I have a 14K row table of 370 liver transplant patients with transplant date and various repeated lab tests done before and after the procedure. I want to get pre-transplant, immediate post-transplant, and 3/6/12/18/24/36 month lab results.
ID | Transp Date | Lab Units | Lab Type | Tme | Lab Val |
---|---|---|---|---|---|
0000001 | 2011-01-11 | VCA IgG Index | 0 | 6487.0 | |
0000001 | 2011-01-11 | VCA IgM Index | 0 | 11230.0 | |
0000002 | 2011-01-03 | Copies/mL | CMV Quant PCR | 3 | 100.0 |
0000002 | 2011-01-03 | Copies/mL | EBV Quant PCR | 3 | 683.0. |
I did round(datediff) of transplant date and lab test date to get the month timepoint (Tme). My client wants the final table to have one record and all data values per row. Headers something like this:
ID|TrnsplDate|LabType1|Units1|PreVal|Val0|Val3|Val6|Val12|Val18|Val24|Val36|LabType2|Units2|PreVal|Val0|Val3|Val6|Val12|Val18|Val24|Val36|LabType3|Units3|PreVal|Val0|Val3|Val6|Val12|Val18|Val24|Val36|LabType4|Units4|PreVal|Val0|Val3|Val6|Val12|Val18|Val24|Val36
Can anyone knowledgeable in R guide me on where to start? I use Rstudio. Thanks in advance.
Try this, which will put everything for the same ID on one line, then you can adjust column names and order as needed using colnames(df)
and indexing (i.e., something like colorder <- c(2,3,5,1,7,12,...); df[, colorder]
.
### Set up data
library(lubridate)
df <- data.frame(ID = rep(sprintf("SID%s",seq(1:2)),2),
transdate = seq(mdy("01/01/2000"), mdy("01/4/2000"),1),
labunits = c(NA, NA, rep("Copies/mL",2)),
labtype = c(rep("VCA IgG Index",2),"CMV Quant PCR", "EBV Quant PCR"),
time = c(0,0,2,2),
labval = sample(100:2000, 4))
# Transform
df2 <- tidyr::pivot_wider(df, names_from = labtype, values_from = -ID)

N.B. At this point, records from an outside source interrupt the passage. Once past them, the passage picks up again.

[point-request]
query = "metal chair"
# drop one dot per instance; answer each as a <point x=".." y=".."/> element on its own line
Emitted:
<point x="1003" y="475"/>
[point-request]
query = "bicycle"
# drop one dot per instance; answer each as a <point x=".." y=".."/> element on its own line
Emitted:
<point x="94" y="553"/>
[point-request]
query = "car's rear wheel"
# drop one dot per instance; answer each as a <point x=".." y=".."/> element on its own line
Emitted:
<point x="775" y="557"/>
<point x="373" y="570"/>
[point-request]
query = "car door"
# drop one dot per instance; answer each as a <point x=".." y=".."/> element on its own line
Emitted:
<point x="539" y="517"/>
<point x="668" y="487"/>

# ----------------------------
# Edit: separate by lab type
df_bylab <- split(df, df$labtype)
# output each lab type to CSV
for(i in 1:length(df)){
write.csv(df[i], paste0(names(df)[i], ".csv"))
}
Based on the limited data provided, I am not sure if some columns could be collapsed (for instance, it seems like you only have one date per SID, so all the date columns could be collapsed to one column.
I would also like to point out this is not an ideal structure for the data, so perhaps your best bet is to try to convince your client otherwise!